LA VITA AD ALTEZZA UOMO


I retro di copertina sono spesso massimalisti. in altri termini: ci vanno giù pesante. Baudino azzarda un paragone con Proust, credo più per l´estensione dell´opera (che consta in lingua originale di sei capitoli) che per altro. Parlo qui dell´edizione originale del primo dei libri pubblicata da Ponte alle Grazie con il titolo che la serie aveva in norvegese, ovvero La mia lotta. Come sappiamo, Feltrinelli ha poi ripubblicato tutto, in questo caso titolando La morte del padre.

Tornando al tema iniziale, è vero che anche qui si descrive una vita. ma tutto ciò che Proust ci descrive è (o sembra) filtrato dalla sua particolare sensibilità, diciamo pure dal suo snobismo. qui non ci sono principesse o salotti letterari, Knausgard probabilmente applica dei filtri ma non ce li fa vedere, insomma si ha l´impressione di essere di fronte a una vita vera, e l´aggettivo che mi viene in mente è "iperrealista".

Mi viene in soccorso lo scrittore stesso, che a un certo punto di questo secondo capitolo espone (o sembra farlo) la propria poetica

"...dovunque uno si voltasse vedeva finzione...il centro di tutta quella finzione, vera o meno che fosse, era l´omogeneità, che manteneva una costanza distanza dalla realtà.
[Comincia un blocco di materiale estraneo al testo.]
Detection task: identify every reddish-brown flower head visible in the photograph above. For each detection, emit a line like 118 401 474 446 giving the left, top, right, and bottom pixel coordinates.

Non riuscivo a scrivere in questa situazione, non funzionava, a ogni singola frase faceva seguito un pensiero: ma questo è solo qualcosa che ti sei inventato. Non ha nessun valore. L´invenzione non ha nessun valore, il documentario non ha nessun valore. L´unica cosa in cui vedevo un valore, che ancora trasmetteva un significato, erano i diari e i saggi, la parte della letteratura che non aveva a che fare con il raccontare, non parlava di qualcosa, ma era fatta solo di una voce, la voce di una personalità a sé stante, un volto, uno sguardo che si poteva incontrare...se la finzione non aveva valore, allora non lo aveva neppure il mondo, perché era tramite la finzione che lo vedevamo adesso"
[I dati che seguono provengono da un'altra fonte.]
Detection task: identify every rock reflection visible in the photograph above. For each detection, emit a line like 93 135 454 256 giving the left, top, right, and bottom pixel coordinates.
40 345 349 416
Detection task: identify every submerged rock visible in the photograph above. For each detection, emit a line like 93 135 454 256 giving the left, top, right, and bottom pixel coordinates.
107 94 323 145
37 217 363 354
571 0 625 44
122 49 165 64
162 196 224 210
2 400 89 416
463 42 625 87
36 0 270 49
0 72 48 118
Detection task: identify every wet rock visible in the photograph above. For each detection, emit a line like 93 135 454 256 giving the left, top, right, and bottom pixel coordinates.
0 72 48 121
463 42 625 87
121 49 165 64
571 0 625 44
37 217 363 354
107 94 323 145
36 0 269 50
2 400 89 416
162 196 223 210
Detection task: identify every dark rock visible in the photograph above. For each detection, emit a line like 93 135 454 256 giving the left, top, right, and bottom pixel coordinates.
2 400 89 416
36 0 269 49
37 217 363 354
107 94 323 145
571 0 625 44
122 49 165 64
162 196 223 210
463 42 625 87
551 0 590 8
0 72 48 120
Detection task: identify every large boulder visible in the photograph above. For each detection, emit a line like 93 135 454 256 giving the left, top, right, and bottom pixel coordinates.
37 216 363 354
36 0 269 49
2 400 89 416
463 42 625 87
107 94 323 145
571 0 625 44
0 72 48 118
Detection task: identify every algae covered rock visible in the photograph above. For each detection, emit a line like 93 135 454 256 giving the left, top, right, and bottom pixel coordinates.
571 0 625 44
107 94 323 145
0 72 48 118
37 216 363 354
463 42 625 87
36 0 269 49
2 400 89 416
Quindi il tentativo di Knausgard attraverso il racconto iperrealistico e impudico (nel senso che pare non nascondere nulla) di sé è quello di sfuggire dalla morsa della finzione? O al contrario, la dichiarazione di poetica sopra riportata è essa stessa finzione, e quello che leggiamo altro non é che un romanzo, perché nessun diario, per quanto rispondente, per quanto preciso, può riportare la non-funzionalità della vita e allora già una pagina che riassume un momento o una giornata o un episodio o un impressione è in sé per sé finzione?

In fine, volo basso: si tratta comunque di un romanzo / saggio / diario appassionante, un esperimento e allo stesso tempo una narrazione di tipo tradizionale, che può essere letta quindi su più livelli, e che stimola ad aspettare con una certa trepidazione il prossimo capitolo.